Wakil Bupati Pemalang, Nurkholes, membuka langsung Forum Konsultasi Publik Rancangan Awal Rencana Kerja Pemerintah Daerah (RKPD) 2027 di Ruang Rapat Bapperida Pemalang, Kamis (15/1/2025). Pertemuan ini menjadi ajang “curah gagasan” untuk memastikan arah kebijakan daerah benar-benar nyambung dengan kebutuhan warga.
Jika tahun 2026 fokus Pemalang adalah menjadi benteng pertahanan pangan Jawa Tengah, maka di tahun 2027, “gigi” pembangunan digeser ke arah industrialisasi dan pariwisata yang terintegrasi.”Kita ingin potensi ekonomi daerah pecah telur melalui pembangunan pariwisata yang menyatu dengan industri pertanian, perikanan, serta suntikan energi untuk pelaku UMKM,” tegas Nurkholes di hadapan peserta rapat.
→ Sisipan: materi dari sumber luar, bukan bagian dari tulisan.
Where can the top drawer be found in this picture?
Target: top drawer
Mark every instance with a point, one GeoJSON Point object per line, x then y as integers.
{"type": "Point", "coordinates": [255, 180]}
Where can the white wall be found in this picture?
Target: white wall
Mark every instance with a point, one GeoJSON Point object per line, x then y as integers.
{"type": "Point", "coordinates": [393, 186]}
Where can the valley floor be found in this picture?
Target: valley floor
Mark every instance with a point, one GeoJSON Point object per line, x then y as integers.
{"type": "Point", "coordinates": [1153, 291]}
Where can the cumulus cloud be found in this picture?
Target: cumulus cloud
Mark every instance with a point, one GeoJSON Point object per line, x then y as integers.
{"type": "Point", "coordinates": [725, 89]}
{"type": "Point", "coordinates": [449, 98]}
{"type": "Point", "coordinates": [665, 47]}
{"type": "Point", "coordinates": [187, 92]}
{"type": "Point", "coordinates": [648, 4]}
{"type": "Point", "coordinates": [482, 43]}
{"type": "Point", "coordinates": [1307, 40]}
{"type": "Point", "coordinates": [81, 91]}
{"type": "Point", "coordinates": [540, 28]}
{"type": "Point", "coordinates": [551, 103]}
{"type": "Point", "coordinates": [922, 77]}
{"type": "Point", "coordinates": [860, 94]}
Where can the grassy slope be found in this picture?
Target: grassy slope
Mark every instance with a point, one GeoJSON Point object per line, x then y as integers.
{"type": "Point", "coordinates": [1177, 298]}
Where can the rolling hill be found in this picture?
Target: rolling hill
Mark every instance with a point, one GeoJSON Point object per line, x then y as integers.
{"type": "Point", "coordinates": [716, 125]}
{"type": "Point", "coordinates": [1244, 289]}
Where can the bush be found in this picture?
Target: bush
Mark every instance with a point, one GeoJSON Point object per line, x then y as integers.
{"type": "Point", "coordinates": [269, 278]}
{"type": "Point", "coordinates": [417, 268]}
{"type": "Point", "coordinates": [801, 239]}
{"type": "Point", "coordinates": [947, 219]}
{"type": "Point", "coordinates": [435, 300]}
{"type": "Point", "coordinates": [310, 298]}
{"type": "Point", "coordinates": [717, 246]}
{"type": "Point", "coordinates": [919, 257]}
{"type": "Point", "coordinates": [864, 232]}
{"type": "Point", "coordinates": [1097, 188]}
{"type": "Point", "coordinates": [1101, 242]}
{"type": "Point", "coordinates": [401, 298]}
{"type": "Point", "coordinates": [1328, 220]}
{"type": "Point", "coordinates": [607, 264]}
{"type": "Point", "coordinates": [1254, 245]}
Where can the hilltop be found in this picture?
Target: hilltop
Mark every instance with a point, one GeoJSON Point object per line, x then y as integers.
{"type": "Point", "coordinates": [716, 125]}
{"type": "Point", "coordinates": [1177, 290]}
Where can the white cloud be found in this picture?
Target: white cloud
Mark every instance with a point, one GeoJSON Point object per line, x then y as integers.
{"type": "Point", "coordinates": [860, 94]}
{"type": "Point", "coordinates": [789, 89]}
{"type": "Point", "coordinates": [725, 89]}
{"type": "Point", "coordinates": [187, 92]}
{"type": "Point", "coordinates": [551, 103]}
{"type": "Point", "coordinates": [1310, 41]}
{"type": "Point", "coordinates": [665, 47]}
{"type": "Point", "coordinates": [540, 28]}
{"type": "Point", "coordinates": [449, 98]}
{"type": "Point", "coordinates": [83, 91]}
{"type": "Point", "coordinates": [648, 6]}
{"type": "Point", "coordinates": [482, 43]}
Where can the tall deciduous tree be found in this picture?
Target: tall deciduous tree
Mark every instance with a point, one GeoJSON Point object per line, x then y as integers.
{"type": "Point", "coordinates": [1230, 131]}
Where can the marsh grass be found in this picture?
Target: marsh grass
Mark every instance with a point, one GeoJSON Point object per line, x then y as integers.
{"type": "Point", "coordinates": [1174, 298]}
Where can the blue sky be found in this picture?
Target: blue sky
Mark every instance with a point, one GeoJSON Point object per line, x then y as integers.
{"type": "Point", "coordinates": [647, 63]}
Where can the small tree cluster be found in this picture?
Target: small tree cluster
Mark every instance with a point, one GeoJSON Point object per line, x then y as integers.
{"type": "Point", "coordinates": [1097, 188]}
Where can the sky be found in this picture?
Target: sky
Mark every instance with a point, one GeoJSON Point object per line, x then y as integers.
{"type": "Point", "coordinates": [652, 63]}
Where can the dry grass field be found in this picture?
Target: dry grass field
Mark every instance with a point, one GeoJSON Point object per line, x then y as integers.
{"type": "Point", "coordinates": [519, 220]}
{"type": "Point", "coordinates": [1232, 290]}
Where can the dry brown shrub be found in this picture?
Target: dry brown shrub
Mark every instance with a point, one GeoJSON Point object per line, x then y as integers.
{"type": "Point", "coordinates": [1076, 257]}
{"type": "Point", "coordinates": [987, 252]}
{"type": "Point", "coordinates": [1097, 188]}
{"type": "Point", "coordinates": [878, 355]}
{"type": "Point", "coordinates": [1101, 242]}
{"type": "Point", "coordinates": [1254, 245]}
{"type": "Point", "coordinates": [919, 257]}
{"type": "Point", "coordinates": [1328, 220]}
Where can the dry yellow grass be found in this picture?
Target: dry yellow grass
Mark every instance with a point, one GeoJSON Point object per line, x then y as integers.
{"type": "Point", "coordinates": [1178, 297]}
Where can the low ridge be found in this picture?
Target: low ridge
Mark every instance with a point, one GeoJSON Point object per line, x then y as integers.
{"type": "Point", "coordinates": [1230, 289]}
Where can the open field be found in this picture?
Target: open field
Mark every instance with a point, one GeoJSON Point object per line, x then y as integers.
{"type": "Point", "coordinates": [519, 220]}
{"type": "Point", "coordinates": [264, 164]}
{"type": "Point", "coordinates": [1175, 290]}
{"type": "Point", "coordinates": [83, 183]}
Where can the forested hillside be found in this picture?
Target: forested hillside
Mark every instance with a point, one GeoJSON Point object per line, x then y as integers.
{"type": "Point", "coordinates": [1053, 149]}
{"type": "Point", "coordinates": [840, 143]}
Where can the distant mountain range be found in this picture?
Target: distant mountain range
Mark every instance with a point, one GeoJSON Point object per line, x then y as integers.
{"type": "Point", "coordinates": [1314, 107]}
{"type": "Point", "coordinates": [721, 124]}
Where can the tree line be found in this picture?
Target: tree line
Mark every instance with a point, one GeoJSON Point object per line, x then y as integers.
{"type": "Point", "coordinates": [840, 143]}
Sembilan prioritas yang dipaparkan Bapperida bukan cuma deretan angka, tapi “jimat” pembangunan yang meliputi: Wisata Terintegrasi: Menjadikan destinasi wisata sebagai mesin uang daerah. Industri Tani & Ikan: Pertanian dan perikanan naik kelas ke level industrialisasi. UMKM Kuat: Usaha mikro kecil menengah diberi panggung utama. Investasi Moncer: Mempermudah modal masuk ke bumi Pemalang. Infrastruktur Awet: Pembangunan fisik yang tidak asal jadi. SDM Unggul: Mencetak rakyat yang punya daya saing tinggi. Basmi Kemiskinan: Penanganan kemiskinan secara keroyokan. Proteksi Perempuan & Anak: Pemberdayaan gender dan perlindungan anak jadi harga mati. Birokrasi Bersih: Tata kelola pemerintahan yang anti ribet dan transparan.
Demi menjaga rencana ini tetap di jalur yang benar, Bapperida memboyong pemateri dari BPS Kabupaten Pemalang dan Bappeda Provinsi Jawa Tengah. Tujuannya agar data yang digunakan presisi, sehingga kebijakan yang lahir bukan hasil halusinasi, tapi fakta di lapangan.
Melalui forum ini, Pemkab berharap masyarakat ikut mengawal. Jangan sampai rencana mulia ini layu sebelum berkembang. Dengan 9 jurus ini, Pemalang optimistis bisa bertransformasi menjadi daerah yang mandiri dan disegani di Jawa Tengah pada 2027 mendatang.( Rangga Firrera).